Re: [RFC PATCH 0/5] cgroup/cpuset: A new "isolcpus" paritition

From: Waiman Long
Date: Tue May 02 2023 - 17:27:14 EST


On 5/2/23 14:01, Michal Koutný wrote:
Hello.

The previous thread arrived incomplete to me, so I respond to the last
message only. Point me to a message URL if it was covered.

On Fri, Apr 14, 2023 at 03:06:27PM -0400, Waiman Long <longman@xxxxxxxxxx> wrote:
Below is a draft of the new cpuset.cpus.reserve cgroupfs file:

  cpuset.cpus.reserve
        A read-write multiple values file which exists on all
        cpuset-enabled cgroups.

        It lists the reserved CPUs to be used for the creation of
        child partitions.  See the section on "cpuset.cpus.partition"
        below for more information on cpuset partition.  These reserved
        CPUs should be a subset of "cpuset.cpus" and will be mutually
        exclusive of "cpuset.cpus.effective" when used since these
        reserved CPUs cannot be used by tasks in the current cgroup.

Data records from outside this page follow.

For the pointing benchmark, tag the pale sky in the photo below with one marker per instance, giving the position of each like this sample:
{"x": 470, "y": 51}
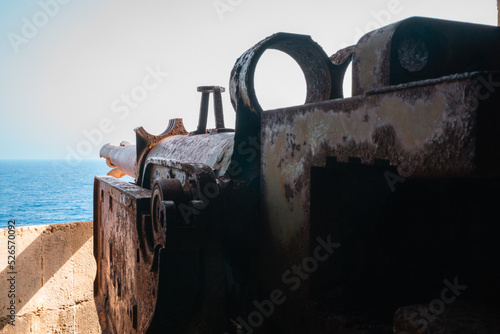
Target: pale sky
{"x": 76, "y": 74}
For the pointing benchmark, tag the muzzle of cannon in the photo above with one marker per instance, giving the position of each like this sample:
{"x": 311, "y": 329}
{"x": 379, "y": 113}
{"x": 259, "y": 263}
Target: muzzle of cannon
{"x": 341, "y": 215}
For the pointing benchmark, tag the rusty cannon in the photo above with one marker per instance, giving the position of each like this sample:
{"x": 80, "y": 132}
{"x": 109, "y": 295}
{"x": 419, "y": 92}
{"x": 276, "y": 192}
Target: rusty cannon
{"x": 376, "y": 213}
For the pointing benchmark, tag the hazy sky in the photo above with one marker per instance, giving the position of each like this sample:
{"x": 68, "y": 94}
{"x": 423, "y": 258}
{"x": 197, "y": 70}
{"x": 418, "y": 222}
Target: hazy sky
{"x": 76, "y": 74}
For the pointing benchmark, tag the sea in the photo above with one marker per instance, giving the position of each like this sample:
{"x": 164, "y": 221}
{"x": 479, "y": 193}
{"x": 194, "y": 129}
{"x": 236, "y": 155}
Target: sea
{"x": 42, "y": 192}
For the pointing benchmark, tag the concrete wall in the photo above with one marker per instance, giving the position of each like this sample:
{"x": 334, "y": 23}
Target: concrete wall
{"x": 54, "y": 281}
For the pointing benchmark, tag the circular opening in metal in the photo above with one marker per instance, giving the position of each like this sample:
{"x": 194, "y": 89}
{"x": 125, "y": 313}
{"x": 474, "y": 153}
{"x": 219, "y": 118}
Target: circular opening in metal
{"x": 279, "y": 81}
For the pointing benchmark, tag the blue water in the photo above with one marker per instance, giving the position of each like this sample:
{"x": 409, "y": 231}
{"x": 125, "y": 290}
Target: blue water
{"x": 40, "y": 192}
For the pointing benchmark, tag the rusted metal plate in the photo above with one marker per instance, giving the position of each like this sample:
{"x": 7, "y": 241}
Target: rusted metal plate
{"x": 125, "y": 287}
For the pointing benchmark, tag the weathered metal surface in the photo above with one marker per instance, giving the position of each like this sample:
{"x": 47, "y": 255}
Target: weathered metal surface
{"x": 323, "y": 82}
{"x": 218, "y": 111}
{"x": 422, "y": 48}
{"x": 338, "y": 211}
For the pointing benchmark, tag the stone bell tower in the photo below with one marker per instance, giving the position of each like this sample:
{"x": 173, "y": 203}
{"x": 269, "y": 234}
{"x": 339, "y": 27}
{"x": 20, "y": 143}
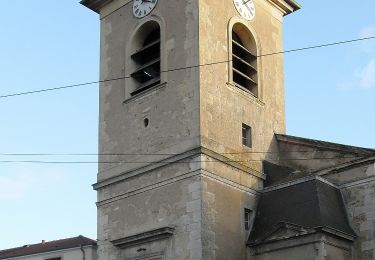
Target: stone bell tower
{"x": 189, "y": 104}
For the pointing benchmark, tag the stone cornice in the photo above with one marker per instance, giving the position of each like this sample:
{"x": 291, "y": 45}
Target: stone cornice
{"x": 145, "y": 237}
{"x": 95, "y": 5}
{"x": 286, "y": 6}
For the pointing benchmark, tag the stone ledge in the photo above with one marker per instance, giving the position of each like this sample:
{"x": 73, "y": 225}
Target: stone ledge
{"x": 145, "y": 237}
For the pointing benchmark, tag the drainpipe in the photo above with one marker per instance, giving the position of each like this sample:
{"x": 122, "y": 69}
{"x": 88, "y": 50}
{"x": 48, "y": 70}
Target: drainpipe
{"x": 83, "y": 252}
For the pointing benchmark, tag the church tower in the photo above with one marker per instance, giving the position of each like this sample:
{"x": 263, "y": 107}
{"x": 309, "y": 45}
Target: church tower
{"x": 190, "y": 100}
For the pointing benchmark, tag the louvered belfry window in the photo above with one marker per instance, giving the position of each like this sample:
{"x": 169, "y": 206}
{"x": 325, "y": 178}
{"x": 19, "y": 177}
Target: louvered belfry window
{"x": 147, "y": 60}
{"x": 244, "y": 64}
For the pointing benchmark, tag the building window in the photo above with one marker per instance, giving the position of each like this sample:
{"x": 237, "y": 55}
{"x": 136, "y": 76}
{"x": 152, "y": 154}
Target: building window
{"x": 244, "y": 59}
{"x": 248, "y": 218}
{"x": 246, "y": 135}
{"x": 146, "y": 58}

        There are two modes for partition CPUs reservation -
        auto or manual.  The system starts up in auto mode where
        "cpuset.cpus.reserve" will be set automatically when valid
        child partitions are created and users don't need to touch the
        file at all.  This mode has the limitation that the parent of a
        partition must be a partition root itself.  So child partition
        has to be created one-by-one from the cgroup root down.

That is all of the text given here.